Methane emissions waste a valuable commodity. They’re also a key contributor to global warming, accounting for roughly 16% of greenhouse gases. These two factors have led to a consensus among industry leaders and environmentalists that it makes sense to curb leakages of methane gas.
Sources of methane emissions are heavily concentrated in the oil and gas sector, which is navigating a broader transition to cleaner, lower-carbon energy. As more oil and gas companies commit to net-zero targets, controlling methane emissions may be the fastest way to make good on the pledge to improve their carbon footprint. This has prompted changes in upstream processes and investment in new technologies.
To size up the potential of the emerging methane management market, industry executives and investors need to ask these four questions:
- How big of a problem are methane emissions in oil and gas?
- How do companies address methane emissions today?
- What are the key challenges to reducing methane emissions?
- Where are opportunities to invest in the market?
Here’s what we know so far.
How big of a problem are methane emissions in oil and gas?
Most of the conversation around climate change and the environmental impact of emissions has been about carbon dioxide and carbon footprint. Carbon dioxide does account for most of the GHG from human activity. Unlike other reactive gases, it also stays in the atmosphere for hundreds of years.

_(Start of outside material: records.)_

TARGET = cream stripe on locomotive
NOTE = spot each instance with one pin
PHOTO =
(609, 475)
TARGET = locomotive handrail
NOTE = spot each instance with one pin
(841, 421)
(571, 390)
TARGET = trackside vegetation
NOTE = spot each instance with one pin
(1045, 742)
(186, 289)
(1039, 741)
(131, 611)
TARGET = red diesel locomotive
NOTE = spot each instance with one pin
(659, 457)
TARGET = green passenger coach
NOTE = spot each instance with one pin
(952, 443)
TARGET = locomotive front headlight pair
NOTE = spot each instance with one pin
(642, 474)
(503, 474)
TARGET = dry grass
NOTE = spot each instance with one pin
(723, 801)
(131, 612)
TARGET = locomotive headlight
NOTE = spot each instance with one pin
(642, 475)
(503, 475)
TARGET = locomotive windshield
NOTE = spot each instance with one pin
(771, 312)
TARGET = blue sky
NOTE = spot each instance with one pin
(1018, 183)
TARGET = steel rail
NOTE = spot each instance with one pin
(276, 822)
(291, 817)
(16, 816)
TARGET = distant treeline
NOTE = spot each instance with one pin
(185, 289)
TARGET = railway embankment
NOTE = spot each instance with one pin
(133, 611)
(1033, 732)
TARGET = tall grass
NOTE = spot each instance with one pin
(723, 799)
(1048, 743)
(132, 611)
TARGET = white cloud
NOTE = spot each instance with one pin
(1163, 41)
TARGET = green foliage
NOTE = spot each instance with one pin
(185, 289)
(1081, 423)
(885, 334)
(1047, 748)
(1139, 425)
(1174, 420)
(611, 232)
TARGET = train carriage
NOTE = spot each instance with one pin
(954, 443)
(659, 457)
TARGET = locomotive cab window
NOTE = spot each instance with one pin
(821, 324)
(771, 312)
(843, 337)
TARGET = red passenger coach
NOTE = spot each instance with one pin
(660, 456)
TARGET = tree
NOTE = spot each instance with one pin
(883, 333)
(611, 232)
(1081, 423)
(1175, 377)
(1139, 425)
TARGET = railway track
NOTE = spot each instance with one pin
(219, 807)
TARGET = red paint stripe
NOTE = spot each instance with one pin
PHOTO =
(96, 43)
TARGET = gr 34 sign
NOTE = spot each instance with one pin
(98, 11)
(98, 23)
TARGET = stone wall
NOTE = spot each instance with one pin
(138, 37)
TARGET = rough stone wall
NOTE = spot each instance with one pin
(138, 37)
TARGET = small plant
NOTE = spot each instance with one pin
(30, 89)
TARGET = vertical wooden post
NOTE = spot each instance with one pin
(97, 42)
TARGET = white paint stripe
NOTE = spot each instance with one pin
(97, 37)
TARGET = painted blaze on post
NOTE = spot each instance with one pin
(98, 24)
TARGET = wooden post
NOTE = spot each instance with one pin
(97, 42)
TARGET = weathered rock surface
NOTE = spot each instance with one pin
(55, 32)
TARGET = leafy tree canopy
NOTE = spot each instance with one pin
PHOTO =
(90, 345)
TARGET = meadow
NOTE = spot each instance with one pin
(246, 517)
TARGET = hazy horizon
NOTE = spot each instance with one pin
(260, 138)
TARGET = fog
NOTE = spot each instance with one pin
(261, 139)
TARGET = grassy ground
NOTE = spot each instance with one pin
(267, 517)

So why are methane emissions so relevant? One way to evaluate the relative effect of a GHG is by looking at its global warming potential (GWP), which measures how much energy one ton of the gas will absorb over time versus one ton of carbon dioxide (see Figure 1). The U.S. Environmental Protection Agency estimates that methane has a 100-year GWP of 28-36. In other words, it’s at least 28 times more potent than carbon dioxide over the course of a century. In the shorter term, measured over 20 years, methane’s GWP soars to 84 times that of carbon dioxide.